This week’s charts
Hard market conditions continue with the U.S. Property & Casualty rate growth trending at high single-digit range for 12 consecutive months
Since we broke through the 2007 pre-GFC highs in the summer of 2013 we are now looking at more than 320 new highs in this bull market. Which means in the past 7 years US stock market has reached a new high once out of every 7 days or so.
The difference between this cycle and the last is that corrections did not last very long, while crashes in early 2000s were measured in years instead of months.
How the US tech giants could fall
American tech companies lead the world’s top 10 by market value and many commentators and investors see no reason to question their continued dominance. The conventional narrative is that these giants are growing bigger, faster and more durably than their predecessors
Only we have seen much of this before.
Data going back to 1970 shows companies that finished a decade in the top 10 saw median earnings gains of around 330 per cent over the course of that decade, and their stocks beat the market by more than 230 per cent. The top 10 of the 2010s were not that different from the norm: earnings were up 350 per cent and their stocks outperformed the market by 330 per cent.
Since 1970, companies that finished a decade in the global top 10 have had a less than one in five chances of finishing the next decade there.
Switzerland-based Vestergaard introduced its LifeStraw technology, which removes 99.99999% of bacteria and 99.9% of protozoan cysts from contaminated water. The product is a favorite of aid organizations: Over the past decade, LifeStraws have been distributed after almost every disaster.
But not every place with bad drinking water is a relief zone; 780 million people in the world lack access to clean water in their daily lives. So Vestergaard saw a much larger potential market than its NGO customer base—and proved that it could innovate in another way. The challenge was LifeStraw’s cost, which is beyond the means of most households in developing countries. The company found a clever means for families to fund their purchases: with carbon offset credits. Thanks to the worldwide carbon emissions trade, any documented C02 savings can now be monetized—and using LifeStraws means not having to burn petrol or wood to boil dirty water. Vestergaard’s Carbon For Water initiative has enabled hundreds of thousands of Kenyan families to pay for its product, growing its business substantially.

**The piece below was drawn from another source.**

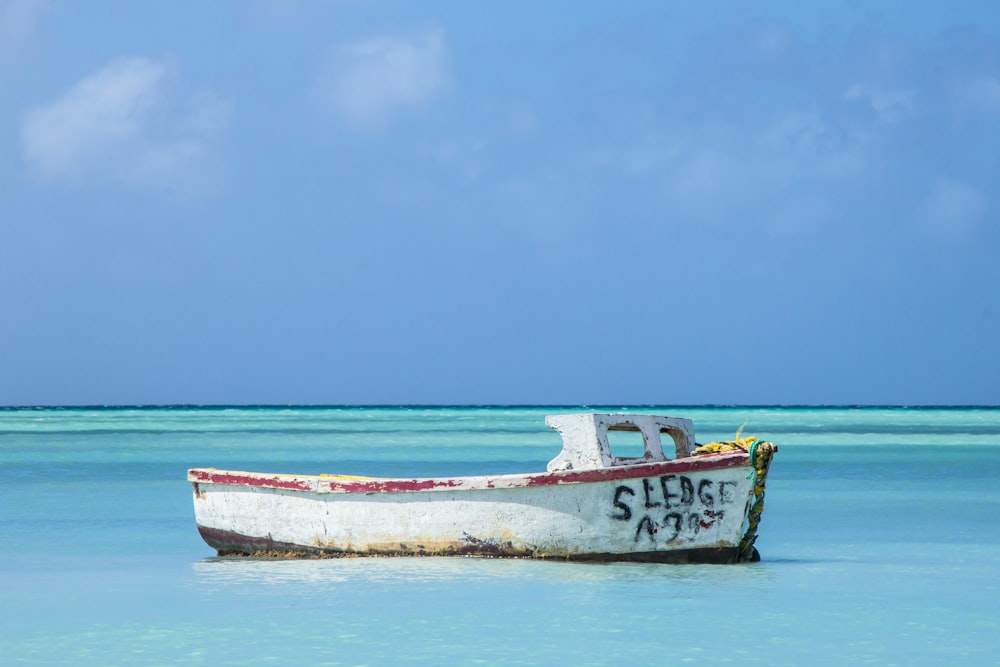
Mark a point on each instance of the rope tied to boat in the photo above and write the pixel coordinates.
(760, 452)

Both these kinds of innovation—one in value creation, the other in value capture—are important. But most companies focus only on the first.

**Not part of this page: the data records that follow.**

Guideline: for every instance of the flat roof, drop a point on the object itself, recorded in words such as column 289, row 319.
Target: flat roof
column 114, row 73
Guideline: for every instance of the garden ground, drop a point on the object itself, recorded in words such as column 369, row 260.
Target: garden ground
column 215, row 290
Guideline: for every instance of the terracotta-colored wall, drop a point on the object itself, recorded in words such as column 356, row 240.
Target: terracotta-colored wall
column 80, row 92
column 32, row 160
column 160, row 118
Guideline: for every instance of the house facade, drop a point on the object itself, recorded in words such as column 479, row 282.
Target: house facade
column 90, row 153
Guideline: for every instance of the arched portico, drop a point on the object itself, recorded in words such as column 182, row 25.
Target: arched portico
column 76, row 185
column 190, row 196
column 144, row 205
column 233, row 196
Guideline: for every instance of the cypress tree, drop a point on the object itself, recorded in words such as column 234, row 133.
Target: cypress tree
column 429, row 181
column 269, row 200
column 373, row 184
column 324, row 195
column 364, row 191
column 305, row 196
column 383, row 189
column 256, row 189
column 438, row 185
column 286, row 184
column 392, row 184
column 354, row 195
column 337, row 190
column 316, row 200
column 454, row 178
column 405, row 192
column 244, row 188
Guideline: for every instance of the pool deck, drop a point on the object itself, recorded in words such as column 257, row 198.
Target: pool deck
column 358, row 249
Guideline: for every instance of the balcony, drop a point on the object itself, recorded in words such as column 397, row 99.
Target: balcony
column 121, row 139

To benefit from both kinds of innovation, companies need to think about value capture more imaginatively and as a matter of course.
This framework shows 15 ways firms can capture new value, clustered under five focal points of change.
A Framework for Value-Capture Innovation
The demand for warehouse space is pushing industrial real estate into new terrain, and Canada may have limited warehouse space by the end of the year, thanks to the surge in e-commerce sparked by the pandemic.
Statistics Canada reported retail e-commerce sales were up 110.7 % year-over-year to $3.5 billion in January 2021.
Online splurging by Canadians is estimated to reach $92.7 billion by 2025 and net-new warehouse requirements from e-commerce-related pressure are expected to exceed 40 million square feet over the next five years.
This growth is more significant than all the available leasable space in Canada’s three largest industrial markets combined.
Bets against Cathie Wood’s ARK Innovation ETF
Ms. Wood’s ARK Innovation ETF raced higher in 2020 and at the start of 2021, boosted by big bets on companies like electric car maker Tesla Inc., Roku Inc. and Square Inc.
But as shares of technology and other fast-growing companies lost some of their luster over the following months, so, too, did Ms. Wood’s innovation fund. It is down 6.9% this year, while the S&P 500 has risen 18%
Several hedge funds took out fresh positions in the second quarter betting against Ms. Wood’s actively managed ARK Innovation exchange-traded fund, according to the most recent 13F filings.
Mr. Burry’s Scion Asset Management held bearish put options worth nearly $31 million against 235,500 shares of the ARK Innovation ETF. Laurion Capital Management held roughly $171 million worth of put options against 1.3 million shares of the ARK Innovation ETF. GoldenTree Asset Management, Moore Capital Management and Cormorant Asset Management also held sizable bearish positions on Ms. Wood’s fund.